Even an old goat like myself can learn something new (several times a day, as a matter of fact).  Until today, I did not know there was such a thing as the Death Master File.  Although one may think this is one of Satan's nefarious databases, rather, it is issued weekly by the Social Security Administration (SSA).  Hey, wait a minute (kidding).  How is this file used?
Well, this is very clever.  Turns out John Hancock was brilliantly both using, and not using, the database to boost its profits.  Here's how:  John Hancock sells both life insurance and annuities.  Annuity companies are anxious to find deceased owners of annuitized contracts because then they can stop making payments; most annuitized income streams end at the death of the annuitant (unless more intelligently structured which, unfortunately, most aren't).  So Hancock was using the list to find people to whom they could cease writing checks.  That's how they used the list.
The way they chose to not use the list was for finding deceased life insurance owners.  Until the state of Florida caught them.  Suppose, for example, your late uncle owned a paid up life insurance policy naming you as a beneficiary.  Oregon, and virtually all other states, require all known unclaimed property to be reported to the State, even as little as twenty cents!  Hancock simply chose not to know.

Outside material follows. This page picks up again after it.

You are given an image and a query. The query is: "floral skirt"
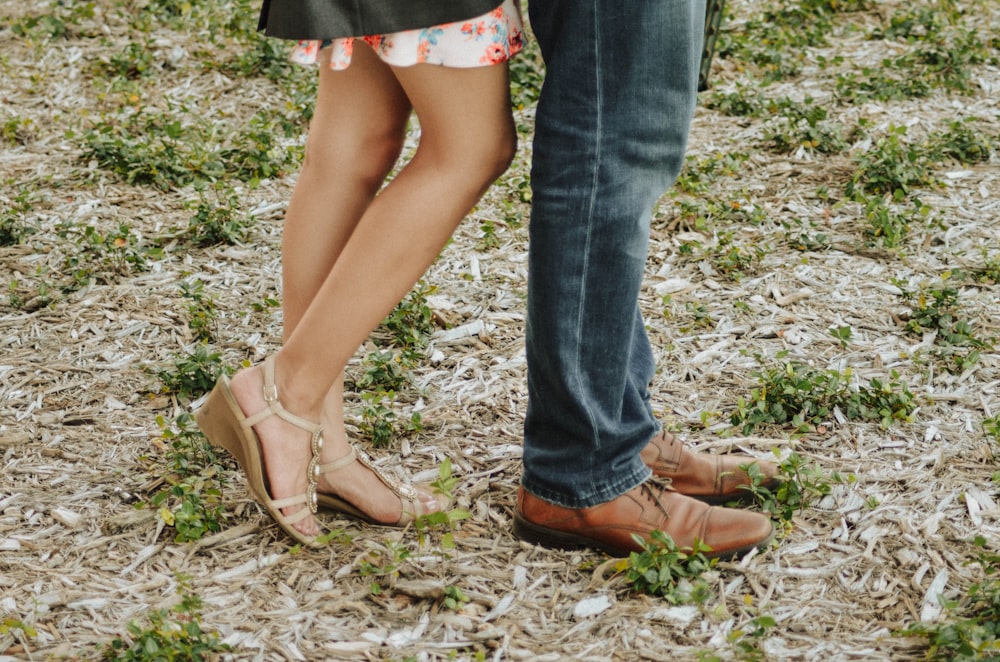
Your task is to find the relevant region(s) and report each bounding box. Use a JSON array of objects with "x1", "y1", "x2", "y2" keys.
[{"x1": 291, "y1": 0, "x2": 524, "y2": 71}]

So how would you know?  If no one could find the policy, who would know whether or where to submit a death claim?  And the policy was paid up so there would be no check register entries to clue you in.  Since Hancock already has the Death Master List, wouldn't they use it to the benefit of their customers, to notify the beneficiaries of the policy's existence?  I guess not.  As a result, millions of dollars of potential life insurance claims ended up as unclaimed property.  So Hancock agreed to set up a $10 mil. fund to pay past claims.  To be fair, Florida Insurance Commissioner Kevin McCarty believes this is a pervasive industry practice not John Hancock's exclusive scheme.  And, you can use the National Association of Insurance Commissioners' website to see if your newly departed had a life insurance policy.  I have no idea how reliable it is.
How can you prevent this from happening to your family?  (In Oregon there is over $350 mil. in unclaimed property which, by the way, earns interest that is paid to the Common School fund.)  Get one of my Getting Your Estate in Order booklets (have to come meet with me; too heavy to mail), which includes a complete financial records data sheet.  Or, simply get your will done and include a Letter of Instruction listing the locations and contact info. for all important policies, advisers & documents.  After all, the devil's in the details.